Monday, November 07, 2011
Mesmerizing WARHORSE brings new dimensions to the stage
World War I, the war to end all wars, was a bloody battle in which an estimated 10 million soldiers lost their lives. An overlooked fact is that, since the conflict was highlighted by cavalry battles, eight million horses were slaughtered. The mighty steeds were cut down as the weapons of warfare, including barbed wire, machine guns, cannons and armored tanks, became the weapons of destruction. Animals were no match for these instruments.
WARHORSE, now on stage in at the Vivian Beaumont Theatre at New York’s Lincoln Center, is the story of the bond between Albert, a British farm boy, and Joey, his magnificent horse. It is based on a novel by Michael Morpurgo, as adapted by Nick Stafford.
The plot travels from the English countryside to the fields of France and Germany. Joey, a colt, which was bought by Albert’s father in a drunken bidding contest, has developed into a prized horse. At the start of the war, the father, enticed by money, sells the animal to the British military. Distraught, underage Albert enlists in an attempt to search out and save his steed. Through a series of searing battles we see how horse and boy eventually are reunited.
WARHORSE won 2011 Tony Awards for best play, directing, scenic design, lighting and sound design, plus a special award for Handspring Puppet Company for creating all the realistic animals. Every one of those citations was well deserved.

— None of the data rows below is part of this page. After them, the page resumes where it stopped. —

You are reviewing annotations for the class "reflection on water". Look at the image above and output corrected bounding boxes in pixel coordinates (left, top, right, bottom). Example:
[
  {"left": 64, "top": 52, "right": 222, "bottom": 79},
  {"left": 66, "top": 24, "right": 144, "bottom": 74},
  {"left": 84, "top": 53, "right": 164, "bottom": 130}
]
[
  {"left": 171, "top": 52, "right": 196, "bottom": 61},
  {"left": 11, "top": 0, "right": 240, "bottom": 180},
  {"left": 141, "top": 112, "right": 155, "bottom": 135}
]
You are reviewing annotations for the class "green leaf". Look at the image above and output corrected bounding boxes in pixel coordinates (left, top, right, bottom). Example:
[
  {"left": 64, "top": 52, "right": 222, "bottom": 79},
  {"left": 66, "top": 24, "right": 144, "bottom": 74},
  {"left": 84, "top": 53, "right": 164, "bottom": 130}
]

The visual elements of the production are finely honed. The battle scenes are realistic. The death and carnage of humans and animals is engrossing. Projections and physical elements, barbed wire, bomb explosions, poison gas attacks and tanks fill the thrust stage. Birds fly, a goose cavorts, weather changes, people and animals die.
Nothing is more impressive than the life-sized puppet horses. They are magnificent creatures which are ridden, change in physical size as they become malnourished, whinny, display unique personalities, and become living creatures before our eyes.
Even the musical interludes, which help tell the story, are focused and encompassing.
Nicholas Hytner and Nick Starr’s direction is flawless. Not a detail is missed. The staging is mind-boggling.
The cast is excellent. Seth Numrich makes Albert so real that his agony becomes ours. Alyssa Breshahan as Rose Narracott, Albert’s mother, personifies a woman caught between her love for son and the need to find a way to live with her often drunk and sullen husband. Matt Doyle is fine as Albert’s cousin, who is forced to go off to war by his controlling father. Kat Pfaffl, as Song Woman and Liam Robinson, as Song Man create numerous emotional moments with their music. In the huge cast, there is not a weak performance.
The audience appreciation was evident by the resounding curtain call. The human actors were applauded, the horses got an extended standing ovation, and even the goose got screams of approval.
Capsule judgement: Filled with amazing puppetry, stirring music, a riveting story, compelling graphics, and fine acting, WARHORSE is mesmerizing theatre. It is a once in a lifetime theatrical experience.